Nächster Hitzetag im Anmarsch

«Im Flachland sind die Temperaturen vielerorts auf 14 bis 17 Grad gesunken, damit lässt sich am Morgen gut durchlüften», twittert Meteo News. Denn dann Hochsommerwetter hält an. Auch am Donnerstag sollen die Temperaturen über 30 Grad ansteigen – der nächste Hitzetag! In Basel soll es laut SRF Meteo 33 Grad heiss werden. 

Doch so viel Sonne wie gestern gibt es heute nicht. Erste Quellwolken bilden sich bereits im Verlauf des Tages. Und: «Am späten Abend und in der Nacht sind auch im Flachland kräftige Gewitter möglich», schreibt SRF Meteo auf Twitter.

Erster verbreiteter Hitzetag des Jahres in der Schweiz

In der Schweiz ist am Mittwoch in diversen Städten der erste offizielle Hitzetag des Jahres verzeichnet worden. So wurden etwa in Genf 31,6 Grad Celsius gemessen.

Neben Basel stiegen auch in Visp VS und Grenchen die Temperaturen auf über 30 Grad Celsius, nämlich auf 31,5 Grad in Visp und 30,2 Grad in Grenchen SO, wie SRF Meteo mitteilte. Von einem Hitzetag spricht man, wenn die Temperatur auf über 30 Grad steigt. Gemäss einer Karte auf der Website von Meteoschweiz verzeichneten etwa auch Luzern (30,3), Delsberg JU (230,6), und Chur (30,2) einen Hitzetag. Tipps, wie Sie am besten mit der Hitze umgehen können, finden Sie hier.

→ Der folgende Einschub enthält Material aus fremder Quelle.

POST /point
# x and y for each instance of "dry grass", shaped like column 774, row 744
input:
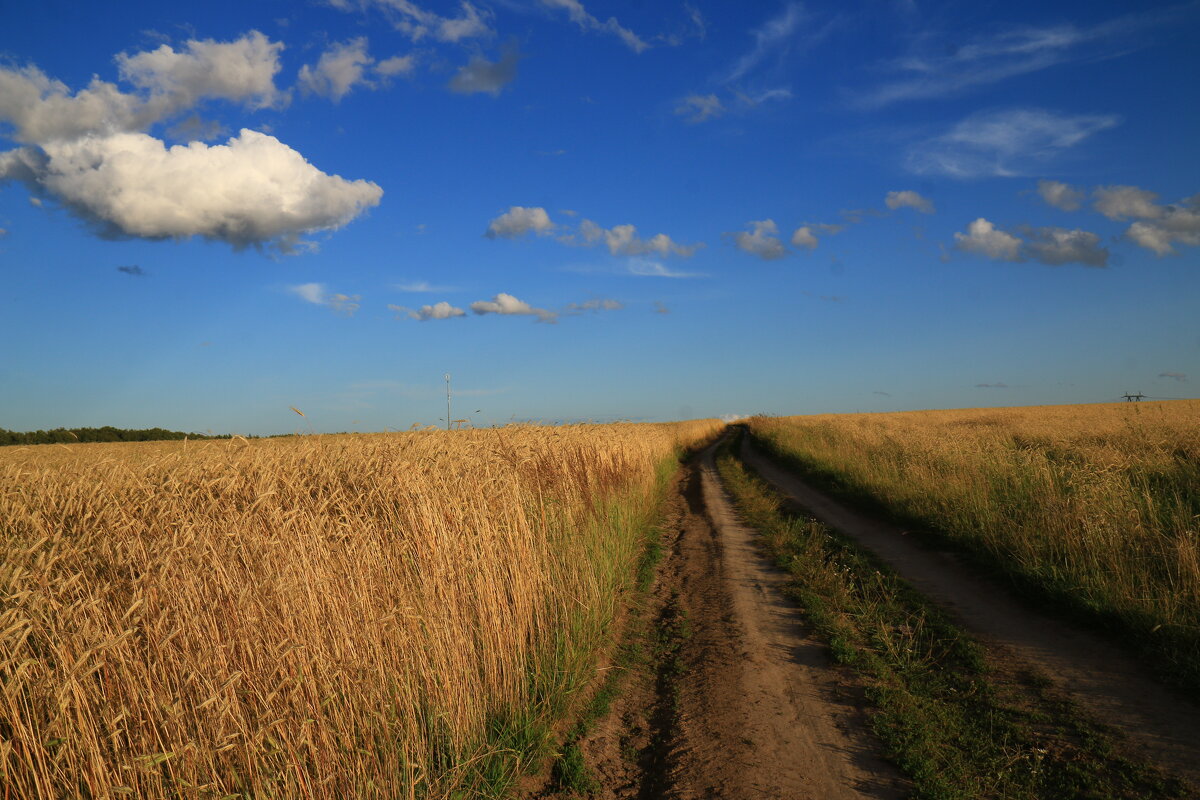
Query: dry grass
column 323, row 617
column 1093, row 505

In Zürich war die Hitze mit 30,2 Grad so hoch, dass sie die Limmatschiffe in die Knie zwang: Der Betrieb wurde deshalb ab sofort bis auf Weiteres eingestellt, wie die SBB am Mittwoch mitteilten. Die Zürichsee Schiffahrtsgesellschaft ZSG stellt den Betrieb dieser Schiffe jeweils ein, wenn es an mehr als zwei Tagen hintereinander sehr heiss ist. Das Problem sind die Glasdächer der Schiffe «Felix», «Regula» und «Turicum», unter denen es bis zu 40 Grad werden kann. Die Schiffe sollten diese Probleme nur noch dieses Jahr haben. Ab 2023 sind dann neue, ganzjährig klimatisierte Boote mit Elektroantrieb im Einsatz.

Basel hat den ersten Hitzetag

Jetzt ist es auch in Basel offiziell heiss. Am Mittwoch, 16. Juni, stiegen die Temperaturen erstmals in diesem Jahr über 30 Grad – der Basler Hitzetag ist perfekt. SRF Meteo twittert 31,1 Grad für Basel. Und: «Bis am Abend dürfte es noch heisser werden», heisst es weiter.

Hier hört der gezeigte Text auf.